Tres bosquejos del mal. Aproximaciones a la narrativa del Crack
Por Valentin González-Bohórquez
En su Manifiesto de 1996, los cinco miembros originales del grupo del Crack (Palou, Volpi, Padilla, Urroz y Chávez Castañeda) apelaban a las propuestas de Ítalo Calvino (1988) y a las tesis de John S. Brushwood en Mexico in its novel. A Nation’s search for identity (1966), como inicio de su intención creativa. Enfrentada la literatura a la feroz y masiva competencia de la industria del entretenimiento, el recurso que esta tenía era, según estos noveles autores, acudir a lo que el autor italiano denominaba la levedad de la escritura en “la época de la imagen y la falta de tiempo” (1988), esa “extraña ligereza” que constituye el aire, la ambientación de El Decamerón, los Cuentos de Canterbury o el Quijote, y que están conectados a la vez en el presente con lo que Brushwood identificaba, en el caso de México, como la “novela de búsqueda profunda”, entre los cuales textos como Al filo del agua, de Yañez, y Casi el paraíso y Murieron a mitad del río, de Luis Spota, serían algunos de sus modelos. Con estas premisas en mente, puede apreciarse de entrada que el afán de este grupo de autores no era necesariamente rupturista o innovador, ni buscaba desprenderse de la tradición, sino antes que nada crear el punto de encuentro con sus potenciales lectores —con un cierto tipo de lector interesado en una literatura ambiguamente definida como “profunda”, que ayudara a explicitar una suerte de ruta para la supervivencia de la escritura hacia el nuevo milenio.
Antes de la aparición del Manifiesto, ya tres de estos autores mexicanos (Urroz, Padilla y Volpi) habían realizado en 1989 un primer esfuerzo de escritura conjunta con Variaciones sobre un tema de Faulkner (que incluyó también a Alejandro Estivill).
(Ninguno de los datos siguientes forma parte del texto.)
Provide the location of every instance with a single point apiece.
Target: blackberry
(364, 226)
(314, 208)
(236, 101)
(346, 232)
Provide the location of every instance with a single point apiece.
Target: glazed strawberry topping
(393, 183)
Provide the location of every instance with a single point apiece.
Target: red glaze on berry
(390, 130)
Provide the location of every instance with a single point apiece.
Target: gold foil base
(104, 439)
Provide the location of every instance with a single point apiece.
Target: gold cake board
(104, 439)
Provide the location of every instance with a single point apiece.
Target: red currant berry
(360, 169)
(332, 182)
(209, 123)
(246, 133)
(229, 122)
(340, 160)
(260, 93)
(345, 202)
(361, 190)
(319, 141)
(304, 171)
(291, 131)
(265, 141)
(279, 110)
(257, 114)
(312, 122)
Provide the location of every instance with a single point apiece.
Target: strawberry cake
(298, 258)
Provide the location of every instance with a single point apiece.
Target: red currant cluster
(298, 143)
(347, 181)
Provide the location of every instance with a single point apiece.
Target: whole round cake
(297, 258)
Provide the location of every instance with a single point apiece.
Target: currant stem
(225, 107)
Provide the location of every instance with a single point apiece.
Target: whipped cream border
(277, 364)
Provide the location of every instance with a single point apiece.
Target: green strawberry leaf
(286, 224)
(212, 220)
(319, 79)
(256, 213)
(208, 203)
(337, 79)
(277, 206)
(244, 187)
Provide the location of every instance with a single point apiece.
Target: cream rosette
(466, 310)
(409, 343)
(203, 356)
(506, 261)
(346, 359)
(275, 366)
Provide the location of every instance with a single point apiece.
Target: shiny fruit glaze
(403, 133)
Luego en 1994, prosiguiendo con el trabajo en equipo, pero esta vez con textos independientes, publicaron tres novelas cortas, o como Volpi prefiere llamarlas, “novelas de media distancia”, agrupadas bajo el nombre de Tres bosquejos del mal. En 1996, con motivo del lanzamiento de cinco nuevas novelas (una por cada miembro del grupo), sus integrantes leyeron, en la más clásica tradición vanguardista, el Manifiesto del Crack en el que esbozan, cada uno en un segmento, las propuestas liminares de un ideario en el que, además del acercamiento formulaico a las inacabadas “Lezione americane” que Calvino iba compartir en la Universidad de Harvard, no pretendían que sus novelas fueran “un movimiento literario, sino simple y llanamente una actitud. No hay más propuesta que la falta de propuesta”. Con todo, resulta claro que un Manifiesto es, por antonomasia una propuesta, así sea ella una declaración contra sí misma o a favor de nada. Y en dicha propuesta/no propuesta, el resultante más significativo ha de ser lo que Padilla llama en su segmento, la “estética de la dislocación”, que en el caso del grupo es la aspiración de no querer ser continuadores de la narrativa del boom y de manera específica de aquellas obras del postboom que quieren perpetuar el realismo mágico como paradigma arquetípico y recurrente y, valga decir, casi excluyente, de lo que debe ser la literatura latinoamericana.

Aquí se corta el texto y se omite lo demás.